La Camera dei deputati ed il Senato della Repubblica hanno approvato;
IL PRESIDENTE DELLA REPUBBLICA
Promulga
la seguente legge:
Art. 1
Denominazioni
Avvertenza: Il testo delle note qui pubblicato è stato redatto ai sensi dell'art. 10, comma 3, del testo unico delle disposizioni sulla promulgazione delle leggi, sull'emanazione dei decreti del Presidente della Repubblica e sulle pubblicazioni ufficiali della Repubblica italiana, approvato con D.P.R. 28 dicembre 1985, n. 1092, al solo fine di facilitare la lettura delle disposizioni di legge alle quali è operato il rinvio. Restano invariati il valore e l'efficacia degli atti legislativi qui trascritti. Note all'art. 1: - Il regolamento (CEE) n. 3911 /92 del Consiglio, del 9 dicembre 1992, relativo all'esportazione di beni culturali è pubblicato nella Gazzetta Ufficiale della Repubblica italiana - 2 serie speciale - n. 17 del 1 marzo 1993. Lo stesso è stato modificato dal regolamento (CE) n. 2469/96 del Consiglio, del 16 dicembre 1996, pubblicato nella Gazzetta Ufficiale delle Comunità europee n. L 335 del 24 dicembre 1996. - La direttiva 93/7 CEE del Consiglio, del 15 marzo 1993, relativa alla restituzione dei beni culturali usciti illecitamente dal territorio di uno stato membro è pubblicata nella Gazzetta Ufficiale delle Comunità europee n. L 74 del 27 marzo 1993, ed è stata modificata dalla direttiva 96/100/CE del Parlamento europeo e del Consiglio, del 17 febbraio 1997, pubblicata nella Gazzetta Ufficiale delle Comunità europee n.

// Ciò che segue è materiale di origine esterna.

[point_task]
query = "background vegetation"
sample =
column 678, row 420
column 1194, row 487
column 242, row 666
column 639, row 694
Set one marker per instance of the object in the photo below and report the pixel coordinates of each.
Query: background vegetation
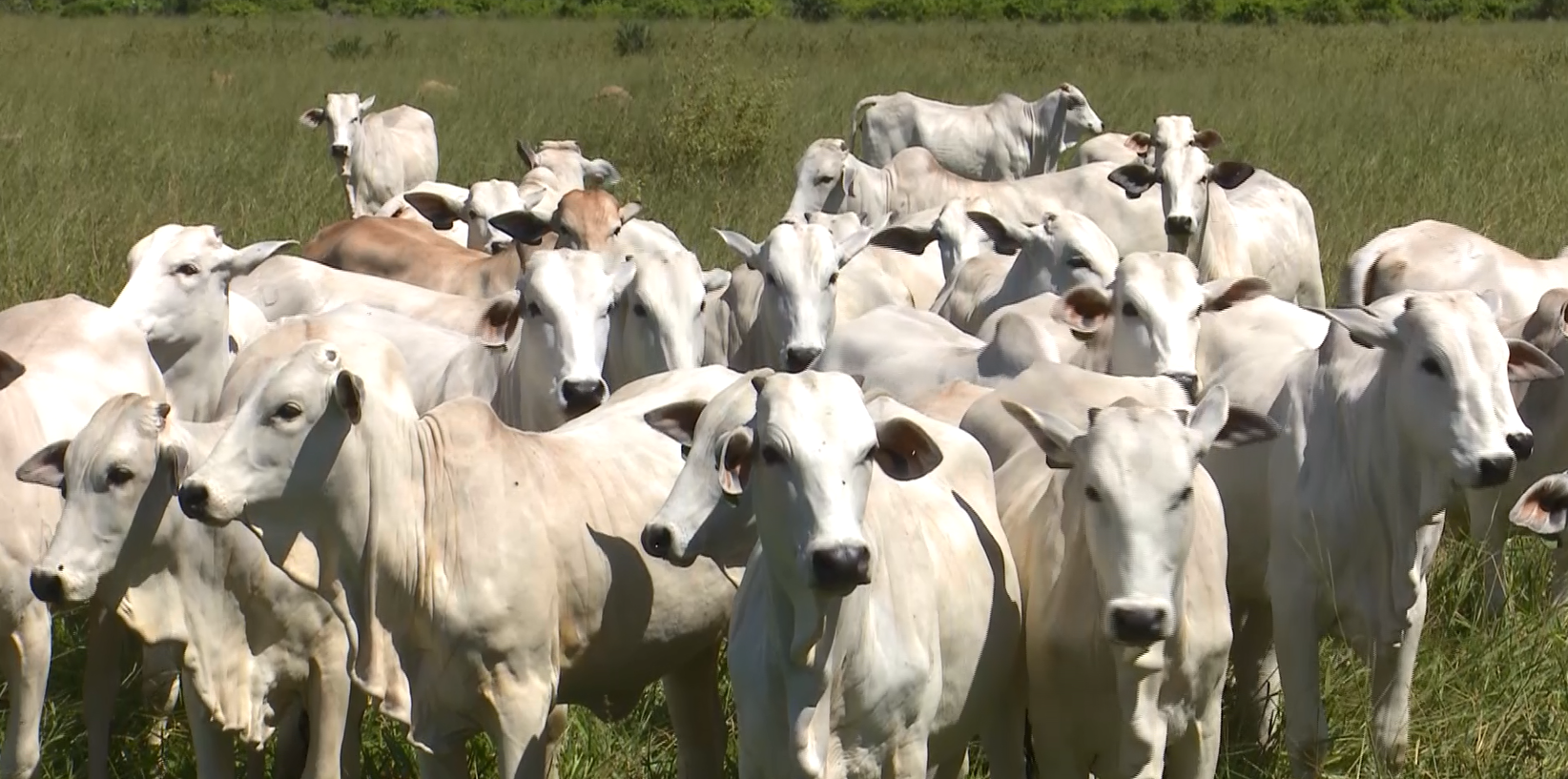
column 112, row 127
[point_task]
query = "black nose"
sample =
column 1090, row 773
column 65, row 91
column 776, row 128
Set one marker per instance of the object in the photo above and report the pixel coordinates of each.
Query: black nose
column 46, row 586
column 800, row 358
column 1493, row 470
column 657, row 541
column 1521, row 444
column 1137, row 625
column 194, row 501
column 582, row 394
column 841, row 569
column 1188, row 384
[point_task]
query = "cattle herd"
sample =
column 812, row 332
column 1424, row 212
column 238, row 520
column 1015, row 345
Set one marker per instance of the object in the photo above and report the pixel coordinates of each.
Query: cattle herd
column 964, row 440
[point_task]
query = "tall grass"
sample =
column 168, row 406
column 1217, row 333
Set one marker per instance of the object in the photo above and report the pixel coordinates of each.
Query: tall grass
column 112, row 127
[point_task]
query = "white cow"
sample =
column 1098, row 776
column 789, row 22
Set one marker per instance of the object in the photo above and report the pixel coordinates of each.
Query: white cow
column 1402, row 401
column 1007, row 138
column 380, row 155
column 876, row 527
column 908, row 352
column 177, row 295
column 287, row 286
column 60, row 358
column 1438, row 256
column 828, row 177
column 1228, row 228
column 251, row 643
column 1127, row 598
column 401, row 501
column 801, row 294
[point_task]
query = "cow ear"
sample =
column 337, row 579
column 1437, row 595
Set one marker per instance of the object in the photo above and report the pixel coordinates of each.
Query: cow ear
column 734, row 461
column 1528, row 362
column 1543, row 508
column 903, row 450
column 1007, row 237
column 46, row 467
column 601, row 173
column 1231, row 174
column 435, row 207
column 523, row 226
column 1222, row 294
column 348, row 391
column 11, row 369
column 1052, row 435
column 526, row 153
column 678, row 420
column 1083, row 308
column 1134, row 179
column 499, row 320
column 744, row 248
column 1366, row 330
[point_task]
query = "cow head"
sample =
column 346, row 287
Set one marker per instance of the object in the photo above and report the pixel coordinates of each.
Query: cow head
column 1185, row 173
column 708, row 511
column 567, row 299
column 1448, row 370
column 1132, row 491
column 179, row 282
column 800, row 273
column 811, row 448
column 116, row 479
column 1154, row 304
column 343, row 116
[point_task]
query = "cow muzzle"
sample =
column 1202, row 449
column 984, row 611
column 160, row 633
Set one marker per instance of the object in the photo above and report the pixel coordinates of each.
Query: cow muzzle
column 839, row 569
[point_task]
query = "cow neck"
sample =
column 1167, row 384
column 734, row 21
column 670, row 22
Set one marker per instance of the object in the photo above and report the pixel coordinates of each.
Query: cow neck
column 1214, row 246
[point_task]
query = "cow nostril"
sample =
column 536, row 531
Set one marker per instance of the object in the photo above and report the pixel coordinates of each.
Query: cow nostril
column 1521, row 444
column 46, row 586
column 657, row 541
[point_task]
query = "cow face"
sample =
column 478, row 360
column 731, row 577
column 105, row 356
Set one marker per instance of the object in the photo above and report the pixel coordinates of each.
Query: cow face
column 343, row 116
column 800, row 273
column 567, row 299
column 1132, row 492
column 813, row 447
column 1448, row 372
column 708, row 511
column 1154, row 304
column 818, row 177
column 116, row 479
column 179, row 282
column 1185, row 173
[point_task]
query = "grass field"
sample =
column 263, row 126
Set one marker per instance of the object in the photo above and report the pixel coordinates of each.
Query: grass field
column 112, row 127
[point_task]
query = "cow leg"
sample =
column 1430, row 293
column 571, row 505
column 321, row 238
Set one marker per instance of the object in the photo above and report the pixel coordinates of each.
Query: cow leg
column 1256, row 674
column 24, row 660
column 523, row 712
column 1393, row 669
column 214, row 748
column 1295, row 643
column 698, row 717
column 105, row 637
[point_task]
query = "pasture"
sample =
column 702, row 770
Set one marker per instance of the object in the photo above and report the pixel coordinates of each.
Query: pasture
column 112, row 127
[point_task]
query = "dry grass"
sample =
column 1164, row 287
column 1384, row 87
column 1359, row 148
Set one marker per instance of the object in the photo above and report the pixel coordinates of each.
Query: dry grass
column 112, row 127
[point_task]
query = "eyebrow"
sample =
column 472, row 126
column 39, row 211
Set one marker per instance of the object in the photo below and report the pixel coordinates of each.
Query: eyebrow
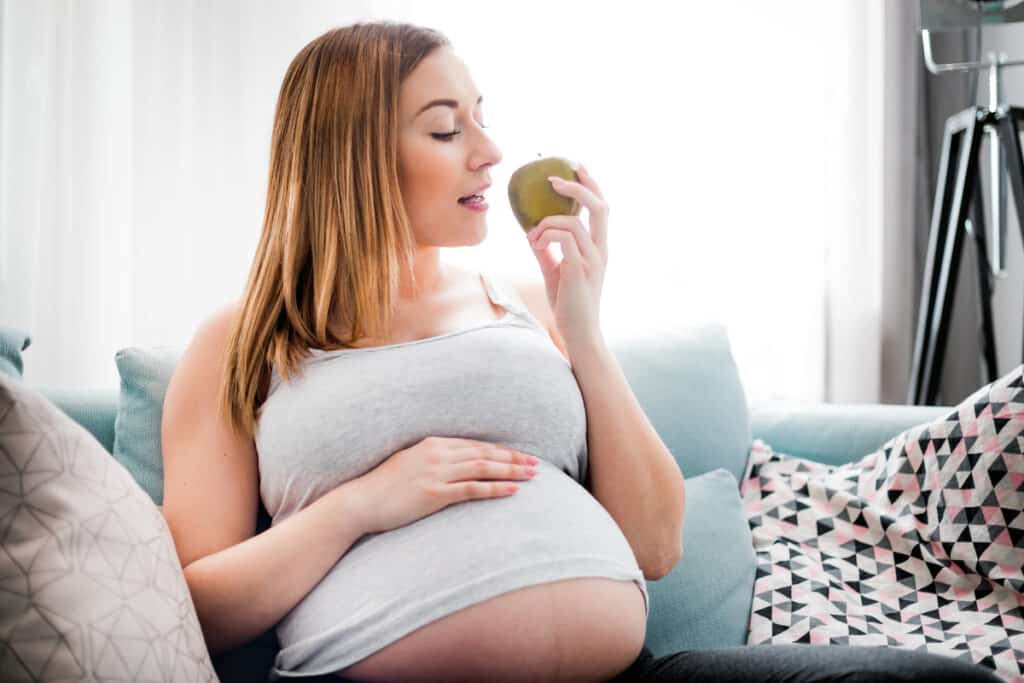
column 446, row 102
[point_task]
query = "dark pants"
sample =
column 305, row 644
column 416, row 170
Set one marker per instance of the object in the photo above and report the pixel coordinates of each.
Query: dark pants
column 802, row 664
column 793, row 664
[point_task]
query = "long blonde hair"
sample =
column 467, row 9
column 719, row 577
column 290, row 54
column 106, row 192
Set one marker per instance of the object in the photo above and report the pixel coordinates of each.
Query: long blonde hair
column 335, row 229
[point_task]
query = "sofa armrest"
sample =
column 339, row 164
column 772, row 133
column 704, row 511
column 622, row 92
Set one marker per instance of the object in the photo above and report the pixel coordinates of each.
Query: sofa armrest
column 834, row 433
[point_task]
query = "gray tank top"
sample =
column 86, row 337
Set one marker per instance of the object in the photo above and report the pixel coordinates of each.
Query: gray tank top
column 503, row 382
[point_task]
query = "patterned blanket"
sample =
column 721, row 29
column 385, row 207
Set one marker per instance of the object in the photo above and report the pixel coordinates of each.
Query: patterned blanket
column 918, row 545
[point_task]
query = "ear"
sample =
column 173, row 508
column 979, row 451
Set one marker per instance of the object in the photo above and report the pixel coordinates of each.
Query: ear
column 535, row 297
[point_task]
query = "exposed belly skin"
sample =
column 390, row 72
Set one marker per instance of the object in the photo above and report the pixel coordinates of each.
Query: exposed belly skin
column 584, row 630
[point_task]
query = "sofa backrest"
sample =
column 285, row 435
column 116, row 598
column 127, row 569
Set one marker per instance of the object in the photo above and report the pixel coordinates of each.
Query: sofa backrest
column 685, row 380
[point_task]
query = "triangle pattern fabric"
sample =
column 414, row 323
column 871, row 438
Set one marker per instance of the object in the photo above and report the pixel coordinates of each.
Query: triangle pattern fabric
column 918, row 545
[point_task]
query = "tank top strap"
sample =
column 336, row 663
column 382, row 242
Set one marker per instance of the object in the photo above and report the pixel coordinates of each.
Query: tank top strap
column 499, row 296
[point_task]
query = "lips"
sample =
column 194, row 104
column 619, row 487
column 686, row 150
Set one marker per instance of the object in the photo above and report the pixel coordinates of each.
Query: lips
column 476, row 193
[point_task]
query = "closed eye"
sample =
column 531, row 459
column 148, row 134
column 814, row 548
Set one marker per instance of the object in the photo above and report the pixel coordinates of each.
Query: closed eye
column 448, row 136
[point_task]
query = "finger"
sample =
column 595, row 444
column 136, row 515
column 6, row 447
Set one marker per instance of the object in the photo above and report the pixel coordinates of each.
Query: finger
column 588, row 181
column 597, row 208
column 580, row 193
column 584, row 245
column 467, row 449
column 483, row 469
column 570, row 252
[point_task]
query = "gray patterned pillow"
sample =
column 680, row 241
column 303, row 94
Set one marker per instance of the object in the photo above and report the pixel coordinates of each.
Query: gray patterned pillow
column 92, row 586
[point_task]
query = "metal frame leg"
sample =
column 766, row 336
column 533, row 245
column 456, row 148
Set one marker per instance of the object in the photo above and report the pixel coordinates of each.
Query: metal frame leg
column 1009, row 126
column 952, row 198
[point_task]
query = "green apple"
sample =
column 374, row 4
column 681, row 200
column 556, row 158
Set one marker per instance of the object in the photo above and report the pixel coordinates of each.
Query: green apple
column 531, row 196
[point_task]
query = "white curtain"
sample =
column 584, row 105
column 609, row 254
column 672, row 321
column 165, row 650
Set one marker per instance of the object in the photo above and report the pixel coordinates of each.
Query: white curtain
column 739, row 144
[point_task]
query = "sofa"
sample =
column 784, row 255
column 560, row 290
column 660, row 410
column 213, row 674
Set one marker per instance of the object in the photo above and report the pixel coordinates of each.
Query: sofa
column 686, row 380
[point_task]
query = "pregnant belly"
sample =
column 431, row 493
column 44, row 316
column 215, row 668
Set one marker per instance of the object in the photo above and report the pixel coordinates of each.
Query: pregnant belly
column 583, row 630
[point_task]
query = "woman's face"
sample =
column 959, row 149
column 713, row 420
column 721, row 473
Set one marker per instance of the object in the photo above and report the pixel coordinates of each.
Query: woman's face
column 435, row 169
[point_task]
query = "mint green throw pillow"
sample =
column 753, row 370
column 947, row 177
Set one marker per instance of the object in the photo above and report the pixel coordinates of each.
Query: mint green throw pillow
column 12, row 342
column 144, row 376
column 689, row 387
column 706, row 600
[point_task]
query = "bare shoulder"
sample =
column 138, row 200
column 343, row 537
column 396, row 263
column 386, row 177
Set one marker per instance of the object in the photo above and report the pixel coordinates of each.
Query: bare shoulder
column 532, row 296
column 210, row 469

L 60 il 1 marzo 1997. - La legge 1 giugno 1939, n. 1089, concernente la "Tutela delle cose d'interesse artistico e storico", è pubblicata nella Gazzetta Ufficiale n. 184 dell'8 agosto 1939. - L'art. 36 del trattato che istituisce la Comunità economica europea, ratificato con legge 14 ottobre 1957, n. 1203, pubblicato nella Gazzetta Ufficiale 23 dicembre 1957, n. 317 dispone: "Art. 36. - Le disposizioni degli articoli da 30 a 34 inclusi lasciano impregiudicati i divieti o restrizioni all'importazione, all'esportazione e al transito giustificati da motivi di moralità pubblica, di ordine pubblico, di pubblica sicurezza, di tutela della salute e della vita delle persone e degli animali o di preservazione dei vegetali, di protezione del patrimonio artistico, storico o archeologico nazionale, o di tutela della proprietà industriale e commerciale. Tuttavia, tali divieti o restrizioni non devono costituire un mezzo di discriminazione arbitraria, nè una restrizione dissimulata al commercio tra gli Stati membri".